夜景を見ようとして、 窓へ視線を向ける。
札幌の街が、 静かに光っていた。
綺麗だった。
でも今は。
それより。
頭の中が、 瑛太でいっぱいだった。
「……だめだべ」
小さく呟く。
そのとき。
ガチャ。
浴室の扉が開いた。
「ふぅ〜……」
瑛太が、 タオルで髪を拭きながら出てくる。
そして。
止まった。
「…………」
「…………」
目が合う。
二人とも、 一瞬固まる。
瑛太は、 慌てて視線を逸らした。
「お、おう……」
「……おうって何だべ」
星羅が、 思わず吹き出す。
「いや、何か…… さっきの流れのあと、 どう出て行ったらええのか、 わからへんようになって……」
瑛太は、 頭をポリポリかいてる。
「ふふっ……」
星羅が笑う。
その笑顔を見て、 瑛太も少しだけ力が抜けた。
「足、大丈夫か?」
「うん。
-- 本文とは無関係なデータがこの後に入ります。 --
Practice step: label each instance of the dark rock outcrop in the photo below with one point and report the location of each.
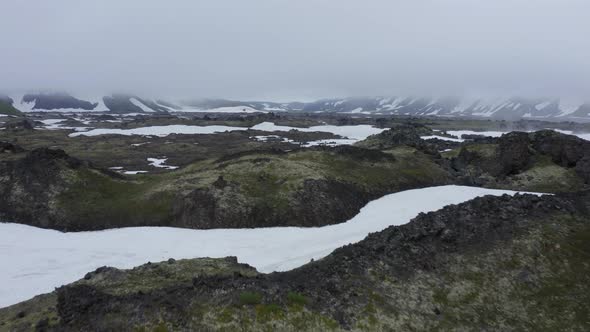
(440, 270)
(6, 147)
(51, 101)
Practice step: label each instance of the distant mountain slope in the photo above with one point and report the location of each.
(509, 108)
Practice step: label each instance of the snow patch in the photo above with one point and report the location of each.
(35, 260)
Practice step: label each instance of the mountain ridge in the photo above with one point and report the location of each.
(512, 108)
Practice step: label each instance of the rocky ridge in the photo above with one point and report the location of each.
(499, 263)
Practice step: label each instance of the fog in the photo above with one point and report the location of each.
(297, 50)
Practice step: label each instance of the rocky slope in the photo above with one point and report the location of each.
(6, 106)
(544, 161)
(303, 187)
(493, 263)
(281, 187)
(499, 108)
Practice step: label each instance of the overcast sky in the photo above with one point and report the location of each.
(297, 49)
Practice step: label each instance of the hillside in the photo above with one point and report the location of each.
(512, 108)
(498, 263)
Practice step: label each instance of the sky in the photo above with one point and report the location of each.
(297, 50)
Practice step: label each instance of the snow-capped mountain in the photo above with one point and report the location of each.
(507, 108)
(499, 108)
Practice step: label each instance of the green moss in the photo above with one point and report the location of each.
(92, 195)
(250, 298)
(8, 109)
(267, 312)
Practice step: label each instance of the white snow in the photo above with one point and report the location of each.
(542, 105)
(35, 260)
(161, 163)
(568, 106)
(134, 172)
(28, 107)
(158, 130)
(272, 138)
(229, 109)
(458, 133)
(141, 105)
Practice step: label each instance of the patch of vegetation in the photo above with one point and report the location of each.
(116, 202)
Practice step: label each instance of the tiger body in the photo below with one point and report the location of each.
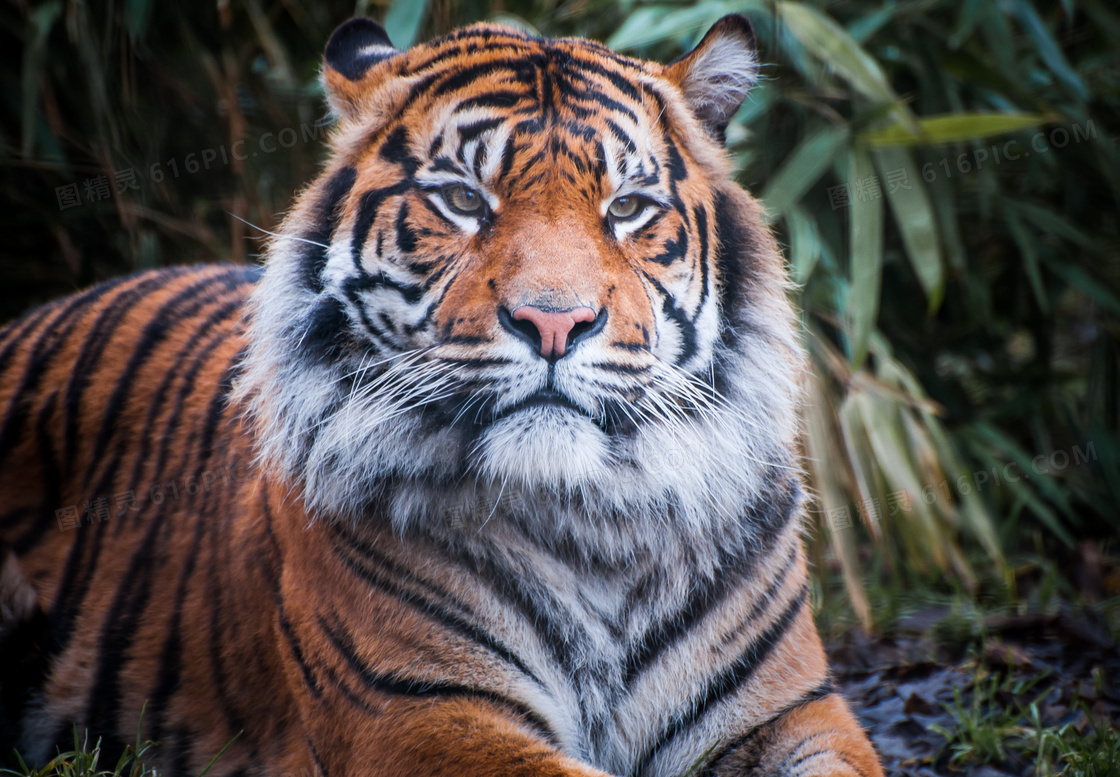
(492, 471)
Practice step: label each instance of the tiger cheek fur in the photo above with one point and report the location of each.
(492, 470)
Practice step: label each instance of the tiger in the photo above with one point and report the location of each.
(491, 467)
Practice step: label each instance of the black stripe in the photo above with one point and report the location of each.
(367, 207)
(700, 216)
(133, 592)
(427, 606)
(94, 343)
(674, 249)
(164, 323)
(727, 682)
(673, 311)
(327, 213)
(170, 664)
(406, 235)
(40, 354)
(495, 99)
(417, 687)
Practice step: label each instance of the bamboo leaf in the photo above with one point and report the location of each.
(43, 19)
(804, 166)
(804, 243)
(914, 214)
(403, 20)
(834, 46)
(1047, 47)
(1029, 252)
(866, 231)
(952, 129)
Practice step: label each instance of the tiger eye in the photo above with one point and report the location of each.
(624, 207)
(463, 199)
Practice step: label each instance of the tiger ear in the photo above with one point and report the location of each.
(716, 75)
(354, 48)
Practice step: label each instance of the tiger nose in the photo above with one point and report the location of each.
(553, 331)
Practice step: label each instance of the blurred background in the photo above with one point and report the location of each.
(944, 179)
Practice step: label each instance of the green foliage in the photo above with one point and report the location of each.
(988, 730)
(962, 303)
(85, 761)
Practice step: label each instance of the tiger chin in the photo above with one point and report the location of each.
(492, 469)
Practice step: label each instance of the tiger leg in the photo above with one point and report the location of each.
(814, 739)
(441, 737)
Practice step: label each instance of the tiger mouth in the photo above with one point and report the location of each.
(546, 398)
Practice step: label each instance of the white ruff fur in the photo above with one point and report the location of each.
(684, 477)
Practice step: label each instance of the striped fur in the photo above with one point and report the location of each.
(347, 509)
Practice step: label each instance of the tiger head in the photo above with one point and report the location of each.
(526, 283)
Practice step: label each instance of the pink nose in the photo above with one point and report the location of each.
(553, 327)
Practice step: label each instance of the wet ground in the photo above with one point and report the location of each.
(990, 696)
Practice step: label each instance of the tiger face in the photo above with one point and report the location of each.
(526, 283)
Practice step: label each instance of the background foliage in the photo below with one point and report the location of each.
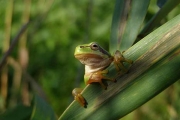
(56, 28)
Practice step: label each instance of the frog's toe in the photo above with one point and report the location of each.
(78, 97)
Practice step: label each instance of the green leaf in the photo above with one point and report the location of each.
(42, 110)
(20, 112)
(156, 66)
(156, 19)
(127, 20)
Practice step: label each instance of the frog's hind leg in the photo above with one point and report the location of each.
(98, 77)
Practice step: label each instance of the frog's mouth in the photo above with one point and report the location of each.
(93, 60)
(89, 58)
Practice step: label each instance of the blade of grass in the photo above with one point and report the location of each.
(152, 57)
(127, 20)
(156, 19)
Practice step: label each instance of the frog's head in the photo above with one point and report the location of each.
(90, 53)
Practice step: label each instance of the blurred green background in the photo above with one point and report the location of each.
(45, 52)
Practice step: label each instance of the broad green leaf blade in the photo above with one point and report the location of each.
(127, 20)
(156, 66)
(160, 3)
(16, 113)
(156, 19)
(42, 110)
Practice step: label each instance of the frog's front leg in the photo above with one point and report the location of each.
(118, 62)
(98, 77)
(78, 97)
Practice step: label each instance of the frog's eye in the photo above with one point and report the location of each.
(94, 46)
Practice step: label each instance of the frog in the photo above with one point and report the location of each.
(97, 60)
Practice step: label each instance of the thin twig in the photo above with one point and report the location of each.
(14, 42)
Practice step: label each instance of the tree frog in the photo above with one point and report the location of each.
(96, 61)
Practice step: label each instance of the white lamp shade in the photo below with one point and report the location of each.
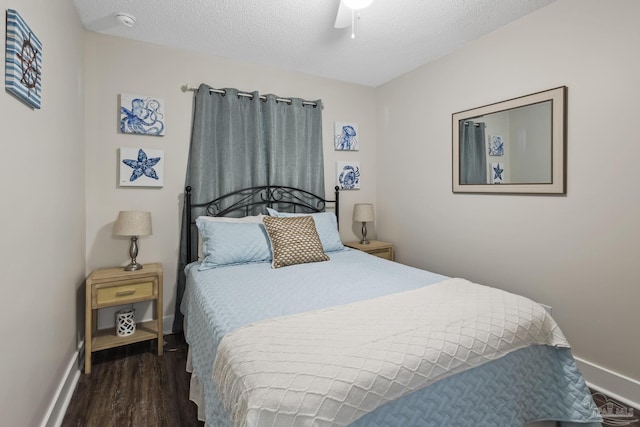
(357, 4)
(132, 223)
(363, 212)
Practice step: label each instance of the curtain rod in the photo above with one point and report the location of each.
(187, 88)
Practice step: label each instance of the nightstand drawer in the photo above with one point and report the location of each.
(382, 253)
(122, 294)
(375, 248)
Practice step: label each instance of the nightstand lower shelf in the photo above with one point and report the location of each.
(107, 338)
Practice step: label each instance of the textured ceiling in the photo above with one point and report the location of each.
(392, 37)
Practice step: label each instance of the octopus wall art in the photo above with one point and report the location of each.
(346, 136)
(141, 115)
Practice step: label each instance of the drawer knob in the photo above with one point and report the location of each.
(125, 293)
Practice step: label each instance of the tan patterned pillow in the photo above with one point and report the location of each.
(294, 240)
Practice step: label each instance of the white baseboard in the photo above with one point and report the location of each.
(62, 397)
(615, 385)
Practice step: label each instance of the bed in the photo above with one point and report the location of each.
(345, 338)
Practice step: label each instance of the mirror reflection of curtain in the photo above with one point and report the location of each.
(473, 156)
(239, 142)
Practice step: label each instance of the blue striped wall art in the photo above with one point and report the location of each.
(23, 65)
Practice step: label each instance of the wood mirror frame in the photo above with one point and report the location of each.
(517, 134)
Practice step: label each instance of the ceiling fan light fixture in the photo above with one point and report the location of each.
(357, 4)
(126, 19)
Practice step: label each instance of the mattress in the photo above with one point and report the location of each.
(535, 383)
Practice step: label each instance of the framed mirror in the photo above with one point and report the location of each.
(513, 146)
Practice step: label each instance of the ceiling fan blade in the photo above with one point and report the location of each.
(343, 17)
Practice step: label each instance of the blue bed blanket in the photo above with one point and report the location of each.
(531, 384)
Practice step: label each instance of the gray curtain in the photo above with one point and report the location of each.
(473, 156)
(238, 142)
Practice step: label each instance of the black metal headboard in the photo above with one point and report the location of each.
(254, 200)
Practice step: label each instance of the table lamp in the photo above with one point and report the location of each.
(134, 224)
(363, 212)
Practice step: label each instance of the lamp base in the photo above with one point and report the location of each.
(134, 266)
(364, 240)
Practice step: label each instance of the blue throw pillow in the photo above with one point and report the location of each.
(326, 226)
(233, 243)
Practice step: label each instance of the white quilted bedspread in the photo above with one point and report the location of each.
(332, 366)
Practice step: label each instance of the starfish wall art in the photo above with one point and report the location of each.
(141, 167)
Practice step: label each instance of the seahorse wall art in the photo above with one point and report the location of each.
(141, 115)
(346, 136)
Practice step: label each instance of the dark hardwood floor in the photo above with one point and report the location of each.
(132, 386)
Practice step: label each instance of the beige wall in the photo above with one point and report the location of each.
(115, 66)
(579, 252)
(43, 209)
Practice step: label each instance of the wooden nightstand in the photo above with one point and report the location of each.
(110, 287)
(375, 247)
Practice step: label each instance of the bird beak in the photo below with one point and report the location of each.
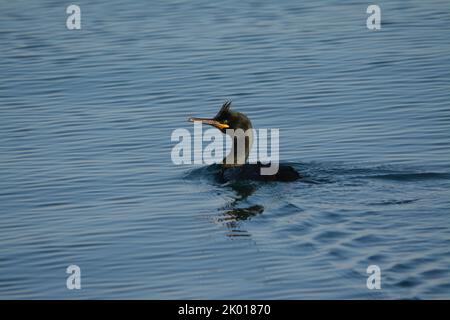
(211, 122)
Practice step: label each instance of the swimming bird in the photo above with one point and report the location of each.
(234, 166)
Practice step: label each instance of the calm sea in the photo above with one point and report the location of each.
(86, 176)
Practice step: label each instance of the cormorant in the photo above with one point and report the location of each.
(234, 166)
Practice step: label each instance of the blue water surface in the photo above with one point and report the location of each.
(86, 176)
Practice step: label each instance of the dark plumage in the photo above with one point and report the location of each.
(237, 168)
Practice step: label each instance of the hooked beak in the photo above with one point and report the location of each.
(211, 122)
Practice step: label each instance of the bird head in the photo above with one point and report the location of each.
(226, 119)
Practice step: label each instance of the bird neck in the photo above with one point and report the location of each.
(242, 141)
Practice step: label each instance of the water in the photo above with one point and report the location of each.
(86, 176)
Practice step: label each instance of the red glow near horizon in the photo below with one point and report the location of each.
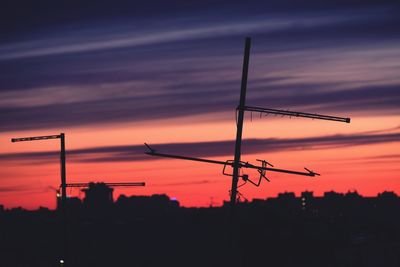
(346, 168)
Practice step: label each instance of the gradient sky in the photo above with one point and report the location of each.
(112, 75)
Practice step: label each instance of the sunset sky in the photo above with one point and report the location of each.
(112, 75)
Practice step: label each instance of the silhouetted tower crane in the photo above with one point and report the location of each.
(237, 164)
(60, 136)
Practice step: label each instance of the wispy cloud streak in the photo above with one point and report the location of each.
(204, 149)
平気」
「湿布は?」
「しただよ」
「なら良かったべ」
「あー、瑛太真似したべ」
「あはは、ごめんごめん」
会話は普通。
なのに。
どこか、 普通じゃない。
さっきまでの空気が、 まだ残っていた。
・
ベッドは、 一つだった。
「…………」
「…………」
二人同時に見る。
そして、 同時に逸らす。
「……いや、まぁ」 瑛太が咳払いした。
「広いし?」
「……うん」
「端と端なら、 たぶん大丈夫やし?」
「……何が?」
「知らん!!」
瑛太が、 一人で赤くなる。
星羅は、 堪えきれず笑った。
・
部屋の灯りを落とす。
夜景だけが、 静かに部屋を照らしていた。
ベッドへ入る。
距離は、 ちゃんと空いている。
それなのに。
近い。
「…………」
眠れない。
隣に、 瑛太がいる。
それだけで、 変に意識してしまう。
「……瑛太」
「ん……?」
少し眠そうな声。
「起きてた?」
「寝れるわけないやろ……」
「ふふっ……一緒だ」
静かな笑い声。
そのあと。
また、 少し沈黙が落ちた。
窓の外では、 雪がゆっくり降っていた。
「……ねぇ」
「ん?」
「今日、楽しかったね」
「……おう」
瑛太が、 小さく笑う。
「北海道来てから、 めっちゃ楽しいわ」
その言葉に。
星羅の胸が、 少しだけ熱くなる。
「……私も」
小さく返す。
それだけなのに。
どうしてか、 泣きそうになるぐらい嬉しかった。
「…………」
静かな夜。
眠れないまま。
時間だけが、 ゆっくり流れていく。
そのとき。
「……寒ない?」
瑛太が、 小さく呟いた。
「……ちょっとだけ」
「暖房つける?」
「……ううん」
星羅は、 少しだけ迷う。
それから。
ゆっくり。
瑛太の方へ近づいた。
「…………」
ベッドが、 少しだけ揺れる。
瑛太が固まる。
星羅は、 そのまま。
そっと、 瑛太へ抱きついた。
「せ、星羅……?」
「……ちょっとだけ」
声が小さい。
「この方が…… あったかいから」
「…………」
瑛太の心臓が、 また大きく跳ねる。
でも。
振り払いたくなかった。
むしろ。
離したくなかった。
恐る恐る。
瑛太の手が、 星羅の背中へ触れる。
抱きしめる。
宝物みたいに。
「…………」
顔が近い。
呼吸が触れそうだった。
星羅が、 そっと目を閉じる。
瑛太も、 小さく息を飲んだ。
大事すぎて。
もう、 止まれそうになかった。
重なった鼓動が、 少しずつ境界を溶かしていく。
友達とも、 相方とも違う。
名前をつけるには、 まだ少しだけ不器用なまま。
それでも。
この夜を境に、 二人の想いは、 もう戻れないところまで来ていた。
窓の向こう。
札幌の夜景が、 静かに滲んでいた。